台風15号とタイ人ママのあふれるナミダ

台風15号が残した爪あとは、ぼくたちが予想していたよりもよっぽど大きかったみたいだ。
その証拠に、ぼくの友人が社長をつとめる東東京の商社の倉庫も台風上陸日の夜には床上浸水をしてしまったとか。
そのせいで彼の会社の商品のダンボールの一部が水に浸かってしまい、台風の夜が明けた月曜日には36度をゆうに越える暑さの中、一日中倉庫の後片付けに追われたらしい。
その友人に対するおつかれさまの意味も込めて、彼の倉庫からほど近いタイ料理のお店で夕飯を食べた。
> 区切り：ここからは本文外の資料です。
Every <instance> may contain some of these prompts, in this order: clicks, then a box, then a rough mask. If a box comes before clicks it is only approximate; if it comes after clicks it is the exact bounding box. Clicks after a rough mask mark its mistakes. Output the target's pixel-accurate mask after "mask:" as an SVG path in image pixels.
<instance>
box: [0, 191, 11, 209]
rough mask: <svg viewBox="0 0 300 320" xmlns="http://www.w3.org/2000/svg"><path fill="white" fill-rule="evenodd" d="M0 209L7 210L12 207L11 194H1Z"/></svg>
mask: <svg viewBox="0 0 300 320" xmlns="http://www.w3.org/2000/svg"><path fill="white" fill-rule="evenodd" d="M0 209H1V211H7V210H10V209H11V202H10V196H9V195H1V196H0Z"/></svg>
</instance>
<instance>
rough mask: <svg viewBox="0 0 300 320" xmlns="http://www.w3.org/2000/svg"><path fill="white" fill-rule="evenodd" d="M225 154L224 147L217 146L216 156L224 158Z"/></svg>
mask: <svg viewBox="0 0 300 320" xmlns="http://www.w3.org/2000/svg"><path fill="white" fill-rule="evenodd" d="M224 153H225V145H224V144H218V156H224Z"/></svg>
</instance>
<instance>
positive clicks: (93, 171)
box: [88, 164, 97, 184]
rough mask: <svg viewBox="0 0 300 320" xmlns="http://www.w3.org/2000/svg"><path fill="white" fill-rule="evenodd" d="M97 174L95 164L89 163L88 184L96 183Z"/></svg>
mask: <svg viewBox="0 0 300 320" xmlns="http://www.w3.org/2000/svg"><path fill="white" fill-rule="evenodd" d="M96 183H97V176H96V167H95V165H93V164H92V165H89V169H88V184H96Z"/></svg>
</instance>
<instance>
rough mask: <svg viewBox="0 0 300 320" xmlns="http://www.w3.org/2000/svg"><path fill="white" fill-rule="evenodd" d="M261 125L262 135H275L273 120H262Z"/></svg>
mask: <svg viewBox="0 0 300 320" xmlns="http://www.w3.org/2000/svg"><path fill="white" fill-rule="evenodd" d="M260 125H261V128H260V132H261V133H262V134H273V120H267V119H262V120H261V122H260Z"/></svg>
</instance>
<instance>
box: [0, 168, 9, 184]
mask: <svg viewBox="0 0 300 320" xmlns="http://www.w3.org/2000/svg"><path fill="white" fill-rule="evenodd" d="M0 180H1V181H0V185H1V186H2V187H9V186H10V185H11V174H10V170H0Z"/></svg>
その友人社長はタイの企業との取引が多いので向こうに年間数十回は行くような人。
ちなみにその店は40代のタイ人夫婦とその娘が経営する店で、彼らの出身地のイサーン地方と呼ばれるタイ東北部の本格的な料理が売り。
基本的には辛さは選べるけど、常連になると日本向けにアレンジされていない、本格的なタイの味が楽しめるとか。
ぼくとその友人はその本格タイ料理に舌鼓を打ちながら、タイでも洪水被害が多いという話をした。
ただ、向こうの人々は被害を乗り切る生活の知恵と国民性があるそうだ。この辺については「タイ 洪水」あたりでググると驚くべき画像がいっぱい出てくるのでぜひ一度調べてみて欲しい。
その他にもタイ文化や料理ついて、そしてぼくが好きなムエタイの話なんかをしていた。
2時間ほど飲んですっかりご機嫌になったぼくたち二人は、2軒目に移動しようとテーブルを立ちレジに向かった。
店も終盤にさしかかったせいか、長い黒髪を後ろでまとめ、肉づきがよく人なつっこそうなタイ人ママはレジ横の椅子でタバコを吸いながら休憩中。
ママはぼくたちに気づくと、にっこり微笑んで話しかけてきた。
ママ「今日もアリガトねーオニーさんたち。アナタたちムエタイスキ?ちょっとはなしキコエタよ」
友人「あ、彼(ぼくのこと)がキックボクシングやってて、ムエタイも好きなんだって」
ぼく「いやータイの人たちの強さにはホントびっくりしますよ」
ママ「ワタシもムエタイ、スキねー。ムスコがムエタイやてるから、いつもイッショにシアイミテる。マサトも、ナクなったKIDもダイスキよ。でもブアカーオもスキね。ダカラどっちがなぐっても、なぐられてもナクね。どっちが勝っても負けてもナクよ」
ぼく「ぼくもいつもブアカーオの試合観てました。マサトとKIDの試合は未だにたまに観返して泣いてます笑」
ママ「でもムエタイはスキけど、ホントはムスコにはヤラセたくないネー」
ぼく「どうして?」
ママ「ダッテあんなにナグられたらバカにナルかもしれナイよ」
ぼく「どうかな?そういえばぼくもすこしバカになったかもw」
ママ「オニーサンはツヨそうだからダイジョウブ。ぜんぜんバカじゃナイよ」
友人「まあ最近オマエの物忘れはひどいけどな」
ぼく「ひとをパンチドランカーみたいに言うなw」
ママ「でも、マサトやブアカーオみてるダケでもあんなにナクのに、ワタシのムスコがシアイでなぐられたらすごくナク。たくさんナクよ。シアイでムスコがマケたら、ワタシのナミダでこのミセもシンスイするネ」
友人「浸水したのはうちの倉庫!w」
そんな会話で三人が笑い、この日の1軒目のタイ料理屋での飲み会は終わった。
そういえば「微笑みの国」タイには13種類の微笑みがあるんだとか。
・びっくり!タイ人は「13種類の微笑み」を使い分けているらしい
この日のママの微笑みは、いったいどんな種類の微笑みだったのだろう。
そんなことを考えながら、都営浅草線終電の車両内で手すりにもたれながらうつらうつらしていた、水曜夜の23時。